Environmentalists stung by Obama

Published 5:00 am Sunday, September 4, 2011

Obama announced Friday that his administration was backing off the Environmental Protection Agency's proposed regulations for stricter ozone pollution standards.

For environmental groups, it was the final hard slap that brought a long-troubled relationship to the brink.

In late August, the State Department gave a crucial go-ahead on a controversial pipeline to bring tar sands oil from Canada to the Gulf Coast. Then on Friday, leading into the holiday weekend, the Obama administration announced without warning that it was walking away from stricter ozone pollution standards that it had been promising for three years and instead sticking with Bush-era standards.

John Walke, clean air director of the Natural Resources Defense Council, an advocacy group based in New York, likened the ozone decision to a “bomb being dropped.”

Walke and representatives of other environmental groups saw the president’s actions as brazen political sellouts to business interests and the Republican Party, which regards environmental regulations as job killers and a brick wall to economic recovery.

The question for environmentalists became: What to do next?

“There is shock and chaos here,” Walke said, “so I do not know. I can’t answer that question.” But he added that his group would resume a smog lawsuit against the government that it had dropped because it had been lulled into believing that this administration would enact tougher regulations without being forced to do so by the courts.

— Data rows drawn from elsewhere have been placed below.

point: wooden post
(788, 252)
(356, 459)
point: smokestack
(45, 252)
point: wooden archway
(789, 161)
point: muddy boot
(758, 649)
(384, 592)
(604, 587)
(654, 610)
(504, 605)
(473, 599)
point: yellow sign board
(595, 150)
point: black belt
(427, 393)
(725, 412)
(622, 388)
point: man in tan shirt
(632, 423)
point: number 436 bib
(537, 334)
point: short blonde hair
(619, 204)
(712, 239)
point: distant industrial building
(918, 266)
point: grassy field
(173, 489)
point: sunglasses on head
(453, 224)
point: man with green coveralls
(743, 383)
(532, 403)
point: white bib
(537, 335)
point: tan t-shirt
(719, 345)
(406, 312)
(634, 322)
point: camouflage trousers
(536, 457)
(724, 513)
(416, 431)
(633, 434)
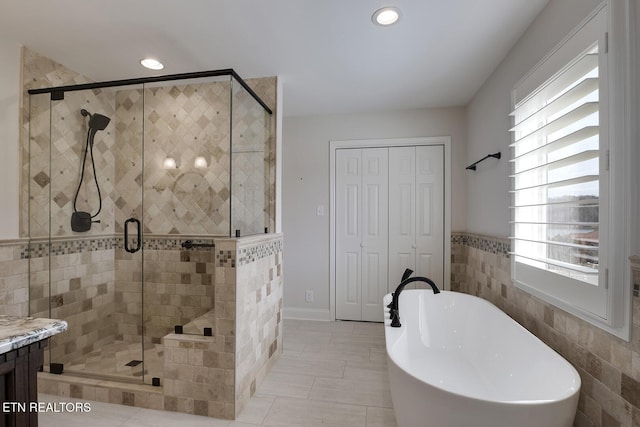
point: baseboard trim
(306, 314)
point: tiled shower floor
(330, 374)
(122, 360)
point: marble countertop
(17, 332)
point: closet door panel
(402, 169)
(375, 182)
(348, 234)
(429, 239)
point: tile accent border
(249, 254)
(74, 245)
(608, 366)
(494, 245)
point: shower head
(96, 121)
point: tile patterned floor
(113, 360)
(331, 374)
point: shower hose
(88, 148)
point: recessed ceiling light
(152, 64)
(386, 16)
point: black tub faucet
(394, 310)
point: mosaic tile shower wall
(608, 366)
(181, 121)
(57, 149)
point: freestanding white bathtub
(459, 361)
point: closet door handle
(126, 235)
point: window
(561, 198)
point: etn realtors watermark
(57, 407)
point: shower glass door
(84, 221)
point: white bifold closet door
(416, 213)
(362, 232)
(389, 216)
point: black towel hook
(494, 155)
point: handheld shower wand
(81, 221)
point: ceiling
(331, 58)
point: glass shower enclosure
(124, 178)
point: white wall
(488, 120)
(9, 139)
(306, 185)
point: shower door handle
(126, 235)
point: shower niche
(143, 195)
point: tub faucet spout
(394, 310)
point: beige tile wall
(79, 288)
(609, 367)
(178, 287)
(14, 279)
(182, 121)
(258, 313)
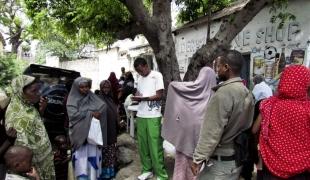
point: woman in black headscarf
(109, 152)
(82, 106)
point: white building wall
(258, 38)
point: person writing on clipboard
(149, 94)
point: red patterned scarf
(285, 128)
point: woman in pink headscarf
(115, 87)
(185, 107)
(285, 128)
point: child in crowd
(18, 160)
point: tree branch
(229, 29)
(129, 31)
(137, 10)
(143, 21)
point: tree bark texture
(157, 30)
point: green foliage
(83, 20)
(10, 67)
(190, 10)
(13, 19)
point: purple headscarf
(185, 107)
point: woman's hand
(96, 115)
(34, 174)
(196, 168)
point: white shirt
(261, 91)
(147, 86)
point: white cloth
(15, 177)
(87, 162)
(4, 99)
(147, 86)
(261, 91)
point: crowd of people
(219, 128)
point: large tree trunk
(231, 26)
(157, 30)
(165, 50)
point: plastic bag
(95, 133)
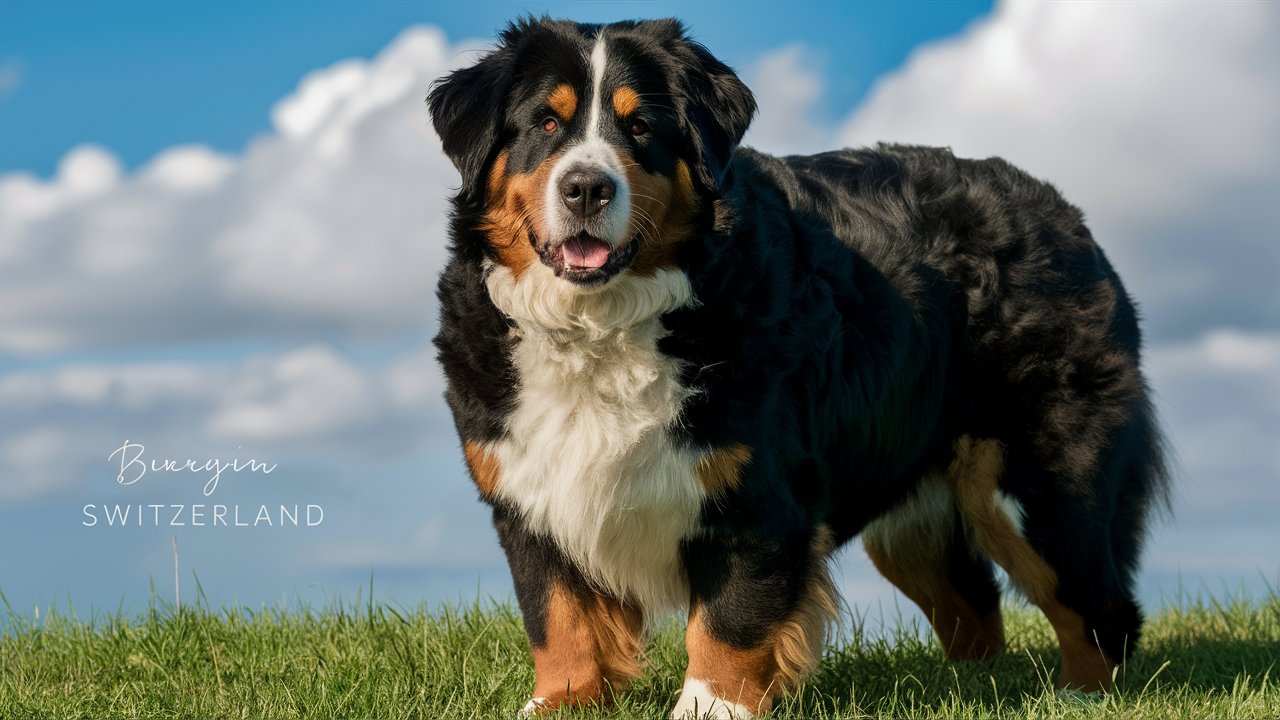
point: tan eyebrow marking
(625, 101)
(563, 100)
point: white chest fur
(588, 456)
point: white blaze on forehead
(593, 151)
(598, 62)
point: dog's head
(590, 147)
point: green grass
(1202, 659)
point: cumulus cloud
(787, 86)
(333, 224)
(1162, 122)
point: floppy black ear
(466, 109)
(720, 108)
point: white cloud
(1161, 121)
(787, 86)
(333, 224)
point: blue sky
(138, 77)
(220, 227)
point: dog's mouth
(585, 259)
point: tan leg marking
(484, 466)
(593, 648)
(753, 677)
(974, 475)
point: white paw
(698, 702)
(533, 706)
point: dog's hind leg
(759, 615)
(1056, 547)
(920, 546)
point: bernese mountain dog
(684, 373)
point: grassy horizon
(1202, 657)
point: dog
(684, 373)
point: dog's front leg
(757, 621)
(585, 645)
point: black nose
(586, 191)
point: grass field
(1202, 659)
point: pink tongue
(585, 251)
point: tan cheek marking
(625, 101)
(974, 475)
(513, 206)
(721, 469)
(484, 466)
(593, 648)
(661, 210)
(563, 100)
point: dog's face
(589, 149)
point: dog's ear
(720, 108)
(467, 109)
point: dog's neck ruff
(542, 304)
(588, 455)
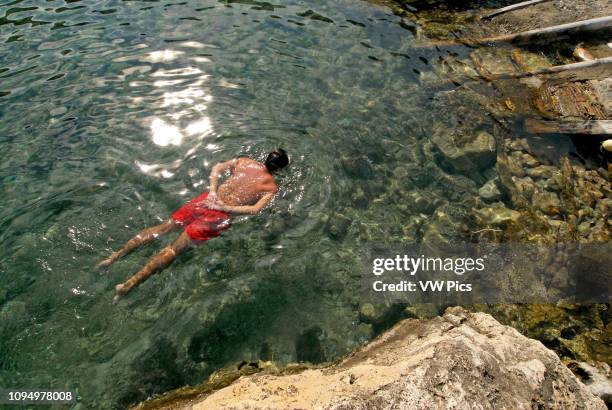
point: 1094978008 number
(35, 396)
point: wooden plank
(512, 7)
(597, 127)
(552, 70)
(531, 36)
(571, 101)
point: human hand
(212, 202)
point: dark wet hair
(276, 160)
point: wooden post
(512, 7)
(598, 127)
(530, 36)
(550, 70)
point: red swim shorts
(200, 222)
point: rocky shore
(508, 186)
(458, 360)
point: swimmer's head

Political analysts watching the Obama administration’s pullback from the environmental agenda this past month say that in the current climate there is little chance that environmentalists or their allies will ever side with the Republicans. After all, the Republican-led House of Representatives has been aggressively moving to curtail protections for endangered species and regulations for clean air and water, and most of the Republican presidential candidates have been intensely critical of any government effort to address climate change.

Still, they say, the president could face political repercussions in subtler but nevertheless corrosive ways: from losing volunteer enthusiasm to tying up his allies in fights with him instead of with his enemies.

“Energy from part of the base will now be directed at communicating with the White House and not with the public about the administration’s record,” said Daniel Weiss, director of climate strategy at the Center for American Progress, a liberal research group with close ties to the White House.

And Justin Ruben, executive director of MoveOn.org, a 5-million-member online progressive political organization that played a significant role in President Barack Obama’s election in 2008, said he was sure that his members would be deflated.

“How are our members in Ohio and Florida who pounded the pavement in 2008 going to make the case for why this election matters?” Ruben said. “Stuff like this is devastating to the hope and passion that fuels the volunteers that made the president’s 2008 campaign so unique and successful.”

Anthony Leiserowitz, director of the Yale Project on Climate Change Communication, who does extensive work on public perception and the environment, said the real threat to the president’s reputation stemming from the ozone decision went far beyond environmentalists.

“It could play into an emerging narrative in his own party that he is caving too quickly to Republican pressure,” Leiserowitz said. “It is a dangerous narrative in your own base because it cuts down on enthusiasm and it is a narrative that his opponents will pick up on.”